'They' being Middle East Muslims, especially those who have taken up arms against the American presence in the region. In his speech to the American Enterprise Institute (in defense of torture), Cheney explained the roots of Arab resentment:
"They have never lacked for grievances against the United States. Our
belief in freedom of speech and religion…our belief in equal rights for
women…our support for Israel… — these are the true sources of
resentment."
Not so, says retired CIA analyst Ray McGovern, at least not entirely. They hate not our freedoms, but our policies, particularly American "support for Israel." Cheney, McGovern says, got that part right, a deliciously odd admission coming from the man responsible for undermining so many of our vaunted freedoms and civil liberties.
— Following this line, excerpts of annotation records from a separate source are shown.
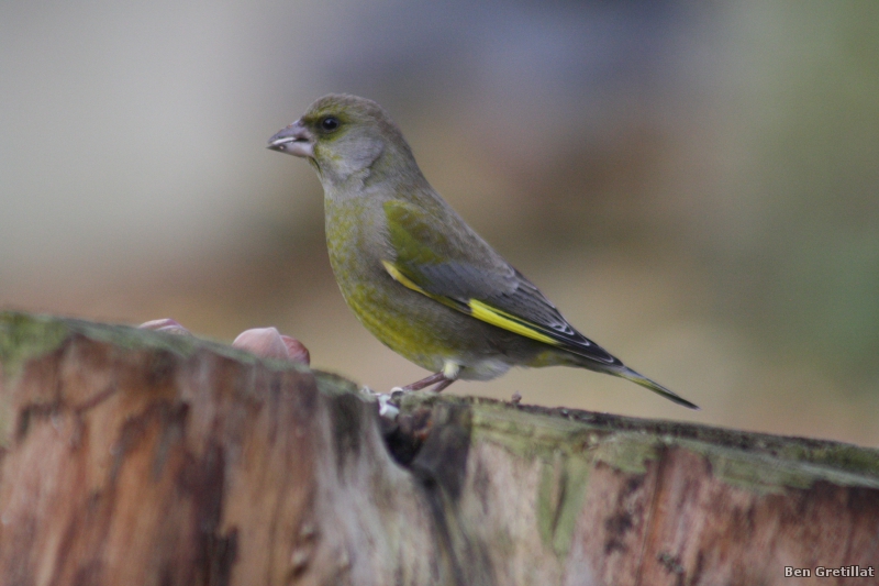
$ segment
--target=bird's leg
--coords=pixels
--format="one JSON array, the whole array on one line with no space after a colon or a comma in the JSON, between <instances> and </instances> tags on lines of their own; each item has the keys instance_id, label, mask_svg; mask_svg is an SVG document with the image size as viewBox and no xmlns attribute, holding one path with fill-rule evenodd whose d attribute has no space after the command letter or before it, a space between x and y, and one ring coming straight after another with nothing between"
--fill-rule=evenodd
<instances>
[{"instance_id":1,"label":"bird's leg","mask_svg":"<svg viewBox=\"0 0 879 586\"><path fill-rule=\"evenodd\" d=\"M415 380L414 383L404 386L403 390L421 390L423 388L430 387L431 385L436 385L436 384L442 385L443 383L446 383L446 375L444 375L443 373L434 373L426 378L422 378L421 380ZM450 385L452 380L449 380L448 384ZM446 385L446 387L448 385Z\"/></svg>"},{"instance_id":2,"label":"bird's leg","mask_svg":"<svg viewBox=\"0 0 879 586\"><path fill-rule=\"evenodd\" d=\"M415 380L414 383L407 385L403 387L403 390L421 390L423 388L427 388L431 385L436 385L433 390L435 392L439 392L446 387L448 387L452 383L458 379L458 373L460 372L460 365L454 363L452 361L446 361L443 365L443 369L438 373L434 373L429 377L422 378L421 380Z\"/></svg>"}]
</instances>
Not that those on the left haven't tried to convince the "they-hate-our-freedoms-crowd" of the damage done by American policy on Israel-Palestine. The complaints of leftists, however, are cavalierly dismissed as rants from the "blame America first" fringe.
Even when terrorist masterminds like Osama bin Laden, Khalid Sheikh Mohammed and Ramzi Yousef explain that their animosity toward the U.S. is almost entirely due to its Israel policy, who takes them seriously? They're terrorists.
But what if the same policy criticisms were voiced by the U.S. Department of Defense itself? Would people then sit up and take notice? Perhaps. And therein lies the genius of McGovern's piece on Cheney.
McGovern, you see, has unearthed a U.S. Defense Science Board report written just two months after 9-11, and then sent directly to Secretary of Defense Donald Rumsfeld in 2004, two months before the fall presidential election. Here's an extended quote from the report --page 48:
"American direct intervention in the Muslim World has ... elevated the stature
of and support for radical Islamists, while diminishing support for the United States to single-digits in some Arab societies.
• "Muslims do not 'hate our freedom,' but rather, they hate our policies. The overwhelming majority voice their objections to what they see as one-sided support in favor of Israel and against Palestinian rights, and the ... support for ... tyrannies, most notably Egypt, Saudi Arabia, Jordan, Pakistan, and the Gulf states.
• "Thus when American public diplomacy talks about bringing democracy to Islamic societies, this is seen as no more than self-serving hypocrisy. Moreover, saying that 'freedom is the future of the Middle East' is seen as patronizing, suggesting that Arabs are like the enslaved peoples of the old Communist World — but Muslims do not feel this way: they feel oppressed, but not enslaved.
• "Furthermore, in the eyes of Muslims, American occupation of Afghanistan and Iraq has not led to democracy there, but only more chaos and suffering. U.S. actions appear in contrast to be motivated by ulterior motives, and deliberately controlled in order to best serve American national interests at the expense of truly Muslim self-determination."
Sound familiar?
The report, now declassified, was suppressed by those in charge --and according to McGovern-- by the mainstream media.
But hey! We're still in Iraq. We're still in Afghanistan and bombing targets in Pakistan. We still support Middle Eastern kingdoms and dictatorships. And... our policy toward Israel shows no signs of changing.
So maybe, just maybe, the conclusions in the report will, at long last, do some good.